Protein and Blood Platelets
In test animals, a low protein diet caused a 23 percent death rate, where the same diet with vitamin T complex promoted a 100 percent survival. Vitamin T complex increases the blood platelets. (They average about 250,000 per cubic millimeter of blood and probably play a role in the clotting of blood.) Twenty drops a day of sesame oil administered to healthy children doubles the platelet count in three to four weeks.1 In thrombocytopenic purpura (a disease characterized by the formation of purple patches on the skin and mucous membrane due to subcutaneous extravasation of blood) the blood platelets are much reduced. and the disfunction of the spleen has been found responsible.8 It is highly probable that this disease is a state of acute vitamin T deficiency. The relation to spleen function may mean that spleen disease, enlargement, etc.. is also a vitamin T deficiency.
Allergic Reactions
Histamine is a powerful dilator of the capillaries and is a concomitant feature of allergic reactions. Test animals can tolerate the inhalation of histamine for three times the period otherwise effective for disablement if supplied with vitamin T.4 (Note the effect on livid skin capillaries and on muscle tone in baby food use.) The common bruising lesions from slight blows, “black and blue” spots, may well be benefited by this same mechanism. Histamine opposes andrenalin in its effects and in this way vitamin T might put it into the class of an adrenal supporter, seeming to synergize with riboflavin and pantothenic acid in this function.2b
Cellular Growth, Healing
Local application of sesame oil was found beneficial in burns and frostbite to promote rapid healing. The “effectiveness is notable where it is desired to accelerate cellular growth.”3 The blood platelets are considered as probable carriers of tissue determinants.10 That would explain the need for platelets to catalyze the formation of thrombin in blood coagulation, the speeding of repair and healing, the improvement of growth rate and food assimilation in infants.
Practical Examples
All this adds up to the presumption that vitamin T is a very important factor, that it maintains our stamina and resistance to stress and shock. Turkey is one country where sesame seed products are a long established part of the food pattern. Tahini, a liquefied sesame butter, is used as we use butter or Iard. How much stamina have the Turkish people? Here is a report on Turkish soldiers in Korea: Major William E. Mayer, an Army psychiatrist, in an interview reported by U.S. News and World Report (1956) said one third of U.S. prisoners taken by Communists in Korea yielded to Communist brainwashing and “caved in without being subjected to physical torture.” He said one-third of our men in enemy hands died, but of the Turkish soldiers, “…several hundred held under approximately identical conditions, survived almost to a man.” Physically he said, the Turks were no better than our men, at the onset.
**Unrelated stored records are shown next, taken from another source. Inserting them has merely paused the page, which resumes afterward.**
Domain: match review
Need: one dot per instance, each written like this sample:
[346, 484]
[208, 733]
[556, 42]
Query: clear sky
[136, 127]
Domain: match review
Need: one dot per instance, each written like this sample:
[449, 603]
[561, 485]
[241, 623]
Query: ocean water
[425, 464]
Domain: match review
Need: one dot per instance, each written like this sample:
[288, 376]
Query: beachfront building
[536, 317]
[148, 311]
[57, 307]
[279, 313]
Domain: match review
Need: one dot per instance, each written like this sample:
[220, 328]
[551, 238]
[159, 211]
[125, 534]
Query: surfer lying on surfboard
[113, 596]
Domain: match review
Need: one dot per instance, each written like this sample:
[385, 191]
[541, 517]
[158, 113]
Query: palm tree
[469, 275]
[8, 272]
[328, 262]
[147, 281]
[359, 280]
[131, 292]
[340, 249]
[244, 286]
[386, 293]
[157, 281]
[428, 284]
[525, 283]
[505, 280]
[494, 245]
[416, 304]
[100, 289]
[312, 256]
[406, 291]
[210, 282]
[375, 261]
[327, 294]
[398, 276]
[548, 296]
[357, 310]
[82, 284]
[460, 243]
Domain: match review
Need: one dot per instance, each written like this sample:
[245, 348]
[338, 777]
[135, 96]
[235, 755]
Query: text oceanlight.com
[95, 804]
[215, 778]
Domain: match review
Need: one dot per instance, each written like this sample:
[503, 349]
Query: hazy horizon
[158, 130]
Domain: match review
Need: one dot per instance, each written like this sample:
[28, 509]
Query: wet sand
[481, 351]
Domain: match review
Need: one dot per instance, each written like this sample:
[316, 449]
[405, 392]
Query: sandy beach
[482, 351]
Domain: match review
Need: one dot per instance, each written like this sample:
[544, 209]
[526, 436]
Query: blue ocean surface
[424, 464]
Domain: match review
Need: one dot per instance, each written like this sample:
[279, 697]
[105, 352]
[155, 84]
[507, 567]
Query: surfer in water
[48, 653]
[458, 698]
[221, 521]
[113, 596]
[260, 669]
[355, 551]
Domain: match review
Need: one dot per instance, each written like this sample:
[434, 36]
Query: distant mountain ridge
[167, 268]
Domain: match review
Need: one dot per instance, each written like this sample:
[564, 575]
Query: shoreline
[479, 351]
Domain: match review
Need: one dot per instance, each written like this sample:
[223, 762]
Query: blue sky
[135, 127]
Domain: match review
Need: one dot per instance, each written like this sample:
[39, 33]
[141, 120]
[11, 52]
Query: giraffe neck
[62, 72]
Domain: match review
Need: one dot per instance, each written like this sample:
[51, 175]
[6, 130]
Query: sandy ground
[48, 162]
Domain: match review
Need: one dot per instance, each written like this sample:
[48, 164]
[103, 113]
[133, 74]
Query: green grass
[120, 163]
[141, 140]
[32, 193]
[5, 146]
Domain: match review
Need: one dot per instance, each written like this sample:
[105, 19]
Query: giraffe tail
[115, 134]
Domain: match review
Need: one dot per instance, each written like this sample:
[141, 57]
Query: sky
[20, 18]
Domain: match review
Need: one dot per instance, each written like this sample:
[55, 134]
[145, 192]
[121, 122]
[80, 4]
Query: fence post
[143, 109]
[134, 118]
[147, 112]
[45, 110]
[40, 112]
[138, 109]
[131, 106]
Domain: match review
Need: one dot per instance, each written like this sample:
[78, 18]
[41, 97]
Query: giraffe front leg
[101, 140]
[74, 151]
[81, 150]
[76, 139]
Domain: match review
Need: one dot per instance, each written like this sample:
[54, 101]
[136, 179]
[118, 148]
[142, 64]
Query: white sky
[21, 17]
But our soldiers “…lost even the will to live. They would crawl off in a corner, refuse to eat–without any disease whatever–and simply die.” (Remember the lack of appetite in the baby needing vitamin T?)
Old Roman Custom
Maybe the old Roman custom of using cakes of sesame seed and honey as an emergency ration for soldiers has more to it than we thought. They did know from experience that a man could travel farther on a given weight of that food than on anything else. The mental stamina in a soldier is as important as the physical. Too many people give up in an emergency long before they are actually physically unable to carry on. It might be said that civilization itself has been maintained by people who had that characteristic–the unwillingness to surrender to any odds whatever. The fact that there are so many people in Turkey over 100 years old may possibly be another effect of sesame seed and its vitamin T.
References Cited:
1 – Schiff, F., Herschberger, C., Jol. A.M.A. 110, 3:244, 1938. (Abstract)
8 – Troland & Lee, Jol. A.M.A., Feb. 5, 1944, p. 444.
4 – Kupka, E. and Gubler, H.U., Zeit. fur Vitamin-Hormon-und Fermentforschung 2(5-6) 403, (1948-49)
2b – Vitamin T., R. Martinez Callen. Rev. Espan. De Pediatría, 6:363, 1952.
3 – Abstract, Am. Jol. Clin. Nutrition, Vol. 3, No. 1, p. 98, 1955.
10 – Lee and Hansen, Protomorphology, Lee Foundation, Milwaukee.